First, they reduce duration—or interest-rate risk—in their core bond portfolios, which focus on investment-grade debt and include a healthy share of government bonds. Higher rates reduce the market value of these securities.

Second, they take more credit risk in their high-income allocation, as high-yield bonds, emerging-market debt and other credit assets tend to outperform when growth and interest rates rise.

Rising Rates Don’t Have to Derail Returns

US bond yields’ upward momentum has stalled recently. But let’s face it: if the economy keeps improving, the Federal Reserve will keep raising rates and yields will probably resume their climb. If the European Central Bank ends quantitative easing later this year, European yields may rise, too.

In other words, expect plenty of investors to stick to the script.

Here’s the problem: cutting back too drastically on interest-rate-sensitive assets such as Treasuries or mortgage-backed securities can make a fixed-income allocation less diverse—and less stable.

It can also cost investors income. Sure, government bonds, mortgage-backed securities and even many investment-grade corporate bonds are highly sensitive to rising interest rates. But as these bonds mature, their prices drift back toward par. That means investors can reinvest the coupon income in newer—and higher-yielding—bonds.

As the Display below shows, income accounted for nearly all the average quarterly return of US Treasuries over the last 20 years—a period when yields fell sharply and prices rose. High-yield bonds, of course, relied even more heavily on income to drive returns—price movement was a negative.

This illustrates why rate-sensitive assets should always have a seat at the asset-allocation table. It also helps to explain why a skilled active manager who pairs them with return-seeking assets such as high yield and adjusts the balance as needed has the potential to produce relatively high returns.

Credit Risk: Don’t Overdo It

Meanwhile, investors who lean too heavily toward return-seeking assets might be taking on more credit risk than they want at a time when many corporate bond valuations look stretched and some credit cycles—particularly in the US—are in the twilight stage.

Also, high-yield bonds and other return-seeking credit assets are more closely correlated to equities than they are to the rest of the fixed-income universe. That means a strong tilt toward credit can lead to a less diversified investment portfolio.

None of this means investors shouldn’t adjust their interest-rate exposure in a rising-rate environment. Shortening duration might be appropriate.

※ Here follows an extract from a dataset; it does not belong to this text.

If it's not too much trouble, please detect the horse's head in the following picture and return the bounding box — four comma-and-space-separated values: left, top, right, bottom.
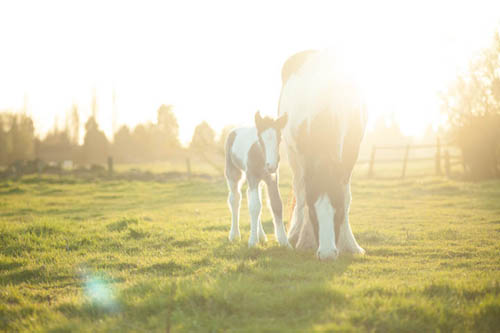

But it’s important not to overreact.

We’ve already seen that Treasuries provide diversification and income to a bond allocation. But here’s another thing to remember: rising rates eventually lead to slower growth. When that happens, credit cycles fizzle out, growth-sensitive assets struggle and interest rates eventually fall.

A credit barbell strategy allows managers to see this interplay between global interest-rate and credit cycles more clearly and to tilt slightly toward one or the other without putting investors’ portfolios out of balance.

That’s a lot harder to do when you assign your rate-sensitive and growth-sensitive assets to separate portfolios run by separate managers.

The views expressed herein do not constitute research, investment advice or trade recommendations and do not necessarily represent the views of all AB portfolio-management teams.